While researching the Calais Jungle, I came across an interesting project instigated by the University of East London. Running since November 2015, this undertaking involved a short, accredited university course called “Life Stories” which was made available to the refugee residents of the “Jungle”. It recognized that the residents had extremely limited access to further university education despite often being highly motivated and qualified. (Many refugees are professionals or university graduates.) Some were using the course as a gateway to further intended higher education study, while others were using it as a vehicle to improve and hone their written or oral English expression (Lounasmaa, 2016).
Stories are an important part of anyone’s identity, and the narrative has the incredible potential to “give voice” to people who are in marginalized positions of influence and power. It was hoped that through this vehicle of expression, residents would also be able to process not only the physical and psychological difficulties faced in the camp, but also the extremely harrowing and traumatic situations from which many of them have fled. (Hansen, 2016).
Workshops were held to read and discuss life stories of famous people such as Nelson Mandela, Martin Luther King, and Mala Yousafzai, as well as examining photographic, poetic and video presentations of the lives of various other global figures.
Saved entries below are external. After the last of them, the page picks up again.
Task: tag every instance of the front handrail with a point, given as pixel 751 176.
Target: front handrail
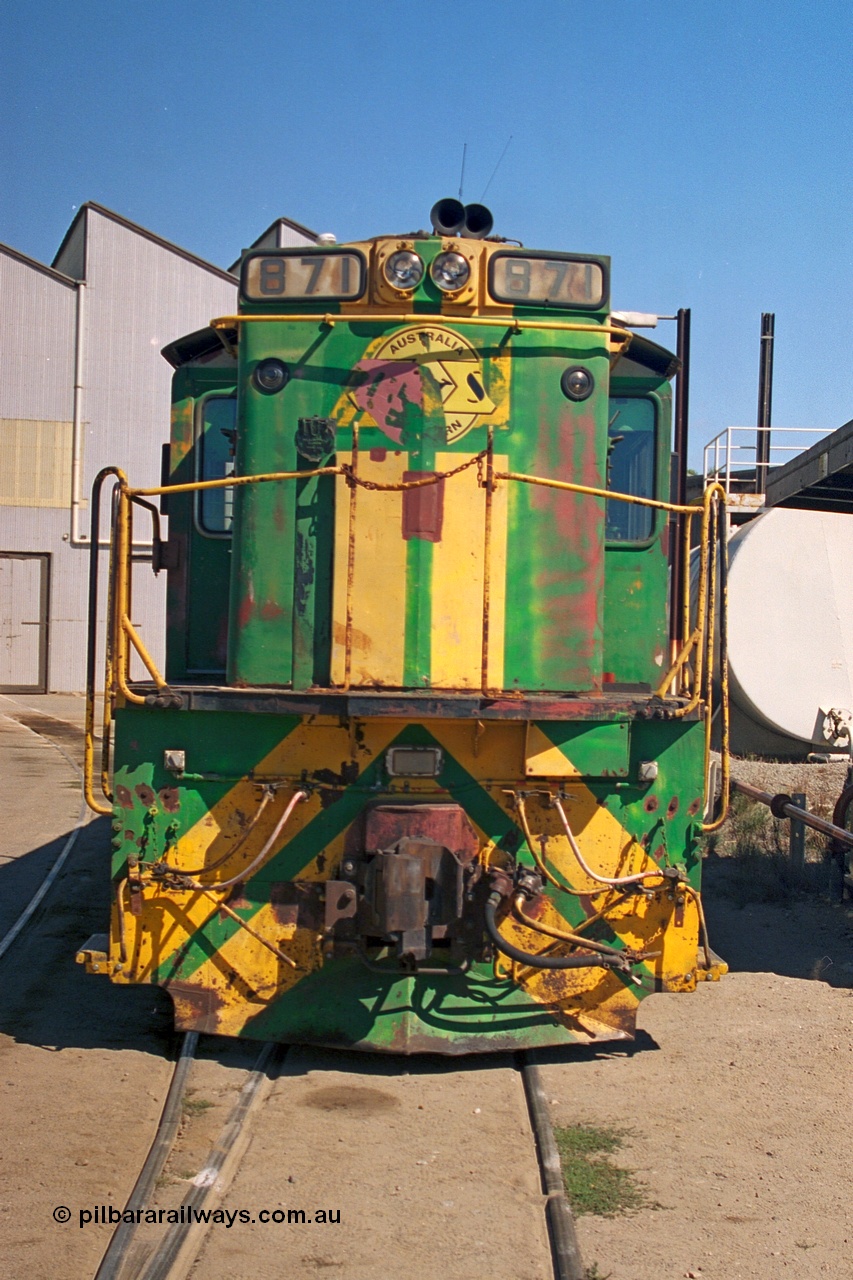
pixel 687 684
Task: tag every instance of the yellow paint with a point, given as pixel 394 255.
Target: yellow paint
pixel 243 976
pixel 542 759
pixel 379 575
pixel 457 581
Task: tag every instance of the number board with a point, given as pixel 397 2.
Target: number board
pixel 301 277
pixel 547 280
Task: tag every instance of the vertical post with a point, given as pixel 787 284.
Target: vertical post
pixel 679 481
pixel 797 839
pixel 765 398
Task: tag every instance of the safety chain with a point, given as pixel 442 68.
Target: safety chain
pixel 477 460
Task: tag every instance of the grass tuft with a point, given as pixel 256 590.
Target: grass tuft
pixel 195 1106
pixel 593 1183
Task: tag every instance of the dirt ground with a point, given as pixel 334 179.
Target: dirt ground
pixel 733 1100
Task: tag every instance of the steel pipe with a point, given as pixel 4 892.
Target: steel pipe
pixel 783 807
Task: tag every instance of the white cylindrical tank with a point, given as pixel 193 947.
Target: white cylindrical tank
pixel 790 632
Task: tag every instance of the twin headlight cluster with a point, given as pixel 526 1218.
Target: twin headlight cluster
pixel 448 272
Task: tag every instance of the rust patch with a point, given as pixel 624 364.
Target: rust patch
pixel 423 510
pixel 124 798
pixel 355 1098
pixel 270 609
pixel 169 799
pixel 360 639
pixel 297 903
pixel 196 1009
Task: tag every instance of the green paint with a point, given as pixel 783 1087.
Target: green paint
pixel 596 750
pixel 419 613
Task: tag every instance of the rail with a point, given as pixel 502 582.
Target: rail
pixel 687 685
pixel 725 453
pixel 783 807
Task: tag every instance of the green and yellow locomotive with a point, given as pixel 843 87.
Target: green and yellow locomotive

These substantive discussions helped to perpetuate the development of the residents’ oral English skills (Hansen, 2016).
From this foundation, the students were then given the opportunity to create their own life stories via a variety of mediums and modalities such as written essays, artwork, photography, video, drama and poetry – much of which could be created or documented using smartphone cameras or apps. These stories could be visual, oral or written in nature.
The ultimate goal was to give a platform for the voice of the marginalized to be heard. As Hansen further explained: “Not all stories are equally voiced. There are worlds of privileged voices and worlds of lost voices. Stories are always embedded and patterned through cultures of inequalities; of ethnicity and class; of gender and sexuality; of health and age; of nation and country” (2016, p. 10).
As a culmination to the course, students were collectively co-authoring a book called Voices from the Jungle which is due to be published by Pluto Press in 2017.
As Lounasmaa (2016) aptly stated: “European politicians and citizens worry about the integration, employability and the cost of the refugees and migrants arriving in the EU. My experiences of teaching students in the Jungle show that access to education immediately upon arrival is one of the most important solutions to all three of these concerns. More importantly, it is a human right.”
The final benefit of this project was that it may play a substantial role in aiding future asylum claims for the residents. During the process, applicants are repeatedly interviewed and required to give persuasive narrative recounts in intricate detail of traumas from which they have escaped. Presenting a logical, coherent story is paramount to successful claims. (Merriman, 2016)
As an educator, I can see the amazing potential and value in replicating a similar initiative with primary-aged students. Hopefully, through using the narrative as a vehicle for voice, students can simultaneously process their prior journeys and begin to embark on a healing journey of their own.